Les termes déporter et déportation sont des faux amis parfaits. On les voit et on les entend partout et le piège qu’ils recèlent passe le plus souvent inaperçu. À peu près tout le monde l’ignore, mais il y a une énorme différence entre déporter quelqu’un en français et faire la même chose en anglais.

Déporter en français

En fait, que signifie déporter? Voyons le Robert : « 1. Infliger la peine de déportation. 2. Envoyer à l’étranger dans un camp de concentration. » Déportation : « 1. Peine politique afflictive et infamante qui consistait dans le transport définitif du condamné hors du territoire continental français. 2. Internement dans un camp de concentration à l’étranger. »

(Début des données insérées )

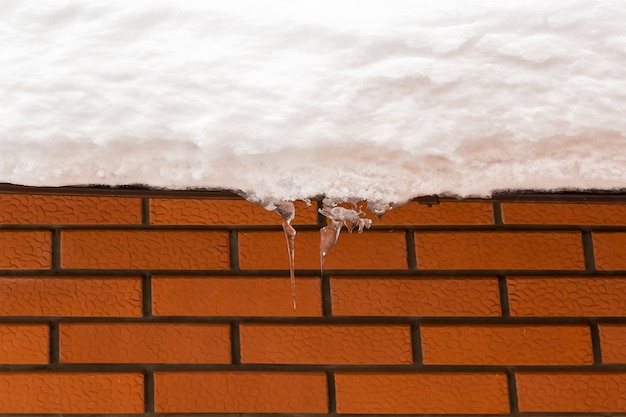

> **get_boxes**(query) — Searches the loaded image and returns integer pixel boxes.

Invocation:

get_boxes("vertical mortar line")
[141,197,150,225]
[322,273,333,317]
[405,229,417,271]
[49,320,61,365]
[493,202,504,226]
[50,229,61,272]
[506,368,519,414]
[230,321,241,365]
[589,319,602,365]
[326,371,337,414]
[228,229,239,271]
[411,320,424,365]
[582,230,596,272]
[498,275,511,317]
[143,368,154,415]
[141,272,152,317]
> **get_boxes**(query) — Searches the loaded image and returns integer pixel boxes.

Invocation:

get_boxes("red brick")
[368,202,493,226]
[59,323,231,363]
[152,276,322,317]
[415,232,585,270]
[516,372,626,413]
[331,276,500,316]
[335,372,509,414]
[150,198,317,225]
[421,324,593,365]
[0,230,52,269]
[0,372,144,414]
[239,230,407,270]
[154,372,328,414]
[599,324,626,363]
[240,324,412,365]
[507,277,626,317]
[0,277,142,317]
[501,203,626,226]
[592,232,626,270]
[61,230,230,269]
[0,324,50,365]
[0,194,141,224]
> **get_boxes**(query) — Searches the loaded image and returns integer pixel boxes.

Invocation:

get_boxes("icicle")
[274,201,296,311]
[319,199,372,275]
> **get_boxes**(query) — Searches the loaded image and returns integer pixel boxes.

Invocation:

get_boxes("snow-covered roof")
[0,0,626,206]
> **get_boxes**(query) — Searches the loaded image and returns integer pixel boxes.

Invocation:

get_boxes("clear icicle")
[274,201,296,311]
[319,200,372,275]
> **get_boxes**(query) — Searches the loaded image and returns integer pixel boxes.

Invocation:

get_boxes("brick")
[0,194,141,224]
[240,324,412,365]
[0,324,50,365]
[330,276,500,316]
[335,372,509,414]
[0,372,144,414]
[59,323,231,363]
[61,230,230,269]
[501,203,626,226]
[150,198,317,226]
[0,230,52,269]
[152,276,322,317]
[368,202,494,226]
[421,324,593,365]
[415,232,585,270]
[592,232,626,271]
[599,324,626,364]
[154,372,328,414]
[0,277,142,317]
[516,372,626,413]
[239,230,407,270]
[507,277,626,317]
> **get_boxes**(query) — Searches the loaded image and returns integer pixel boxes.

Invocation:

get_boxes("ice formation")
[0,0,626,203]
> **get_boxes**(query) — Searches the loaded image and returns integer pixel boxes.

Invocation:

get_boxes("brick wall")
[0,194,626,417]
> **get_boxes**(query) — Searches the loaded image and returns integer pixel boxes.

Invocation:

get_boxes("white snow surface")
[0,0,626,202]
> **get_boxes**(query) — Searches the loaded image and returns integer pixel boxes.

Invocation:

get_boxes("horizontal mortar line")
[6,268,626,279]
[0,224,626,231]
[0,316,626,327]
[0,362,626,374]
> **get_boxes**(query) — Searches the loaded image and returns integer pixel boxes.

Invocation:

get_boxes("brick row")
[0,321,626,366]
[0,371,626,414]
[0,230,626,271]
[0,275,626,318]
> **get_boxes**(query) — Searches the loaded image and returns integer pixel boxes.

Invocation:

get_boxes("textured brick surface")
[61,230,230,269]
[421,324,593,365]
[507,277,626,317]
[592,232,626,270]
[516,372,626,413]
[0,277,141,317]
[335,372,509,414]
[0,230,52,269]
[331,276,500,316]
[154,372,328,413]
[0,194,141,224]
[59,323,231,363]
[0,324,50,364]
[240,324,412,364]
[150,198,317,226]
[152,276,322,317]
[415,232,585,270]
[0,372,144,414]
[599,324,626,364]
[501,203,626,226]
[368,202,493,226]
[239,230,407,270]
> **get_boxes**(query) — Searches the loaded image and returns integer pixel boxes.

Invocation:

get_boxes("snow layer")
[0,0,626,202]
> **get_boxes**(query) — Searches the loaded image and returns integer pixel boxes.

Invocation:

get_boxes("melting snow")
[0,0,626,205]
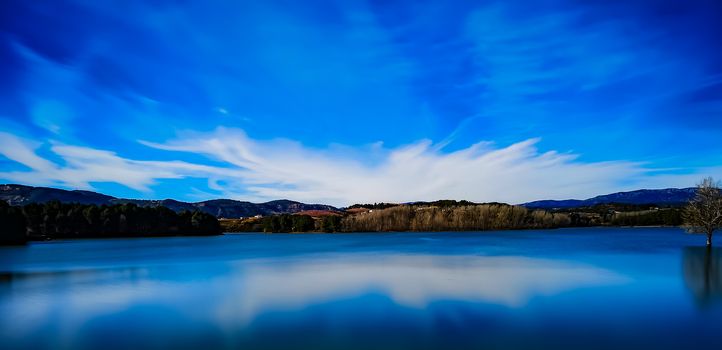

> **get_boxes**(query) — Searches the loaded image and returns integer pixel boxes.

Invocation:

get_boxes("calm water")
[0,228,722,349]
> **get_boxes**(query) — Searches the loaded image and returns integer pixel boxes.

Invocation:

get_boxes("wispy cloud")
[0,128,722,205]
[144,128,708,204]
[0,132,232,191]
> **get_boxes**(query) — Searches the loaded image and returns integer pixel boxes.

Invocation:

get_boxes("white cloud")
[143,128,720,205]
[0,132,233,191]
[0,128,722,205]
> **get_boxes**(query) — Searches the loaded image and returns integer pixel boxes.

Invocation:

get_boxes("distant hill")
[0,185,337,219]
[522,187,696,209]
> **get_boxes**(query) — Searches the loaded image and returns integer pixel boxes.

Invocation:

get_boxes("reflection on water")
[0,254,628,340]
[684,247,722,305]
[0,229,722,349]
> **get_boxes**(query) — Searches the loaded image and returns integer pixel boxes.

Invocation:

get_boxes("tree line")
[0,201,221,241]
[341,204,570,232]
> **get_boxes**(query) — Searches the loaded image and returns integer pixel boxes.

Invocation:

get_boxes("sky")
[0,0,722,206]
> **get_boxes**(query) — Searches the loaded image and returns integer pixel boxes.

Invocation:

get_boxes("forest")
[0,201,221,244]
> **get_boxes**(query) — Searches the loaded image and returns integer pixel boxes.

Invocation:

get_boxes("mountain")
[522,187,696,209]
[0,185,337,219]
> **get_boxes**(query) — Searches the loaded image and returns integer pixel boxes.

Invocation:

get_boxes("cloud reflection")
[0,254,628,339]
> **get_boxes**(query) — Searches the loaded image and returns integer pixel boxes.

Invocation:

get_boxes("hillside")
[0,185,336,219]
[522,188,696,209]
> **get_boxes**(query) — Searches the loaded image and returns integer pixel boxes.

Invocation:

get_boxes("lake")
[0,228,722,349]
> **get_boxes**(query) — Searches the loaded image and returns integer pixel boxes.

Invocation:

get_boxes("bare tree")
[684,177,722,247]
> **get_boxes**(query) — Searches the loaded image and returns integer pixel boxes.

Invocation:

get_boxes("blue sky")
[0,0,722,205]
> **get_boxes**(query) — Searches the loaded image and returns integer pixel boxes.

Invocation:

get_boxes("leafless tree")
[684,177,722,247]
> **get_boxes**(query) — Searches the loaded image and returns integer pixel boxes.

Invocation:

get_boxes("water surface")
[0,228,722,349]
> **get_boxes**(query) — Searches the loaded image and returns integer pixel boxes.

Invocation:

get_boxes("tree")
[0,200,27,245]
[684,177,722,247]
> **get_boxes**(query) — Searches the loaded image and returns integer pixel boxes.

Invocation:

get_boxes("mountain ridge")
[0,184,337,219]
[521,187,696,209]
[0,184,696,219]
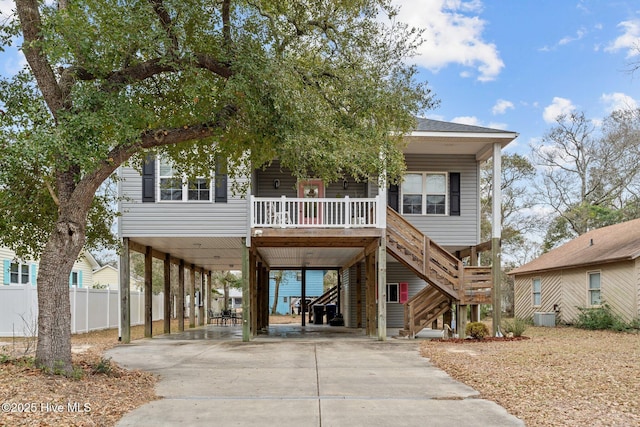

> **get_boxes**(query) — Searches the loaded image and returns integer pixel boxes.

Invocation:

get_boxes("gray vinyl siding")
[119,167,248,237]
[399,154,480,246]
[341,261,426,328]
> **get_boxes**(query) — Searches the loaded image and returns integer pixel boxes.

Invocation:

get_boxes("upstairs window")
[401,172,447,215]
[531,278,542,306]
[10,262,29,285]
[158,160,211,202]
[587,271,602,305]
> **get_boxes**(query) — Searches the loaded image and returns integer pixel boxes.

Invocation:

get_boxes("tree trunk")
[36,213,85,374]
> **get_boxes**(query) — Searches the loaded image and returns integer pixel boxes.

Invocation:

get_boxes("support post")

Quelques exemples frappants en français : les Juifs déportés à Auschwitz; les Acadiens déportés par les Anglais au Nouveau-Brunswick. On voit donc que le mot a un sens très fort en français. On déporte quelqu’un lorsqu’on l’arrache à sa terre natale et qu’on l’envoie au bagne ou dans une contrée étrangère. Malheureusement, cette nuance intéresse très peu nos scribes.

L’anglais peut avoir le même sens, mais il est aussi utilisé dans un sens plus général.

Le cas des États-Unis

Malheureusement le projet utopique de Donald Trump accapare toute l’attention et personne ne voit le faux ami. Le gouvernement américain expulse ou renvoie des immigrants sans papiers, qui n’ont pas obtenu la citoyenneté américaine.

On pourrait parler de déportation, si la nouvelle administration d’extrême droite s’en prenait à des citoyens américains et les forçait à quitter leur propre pays.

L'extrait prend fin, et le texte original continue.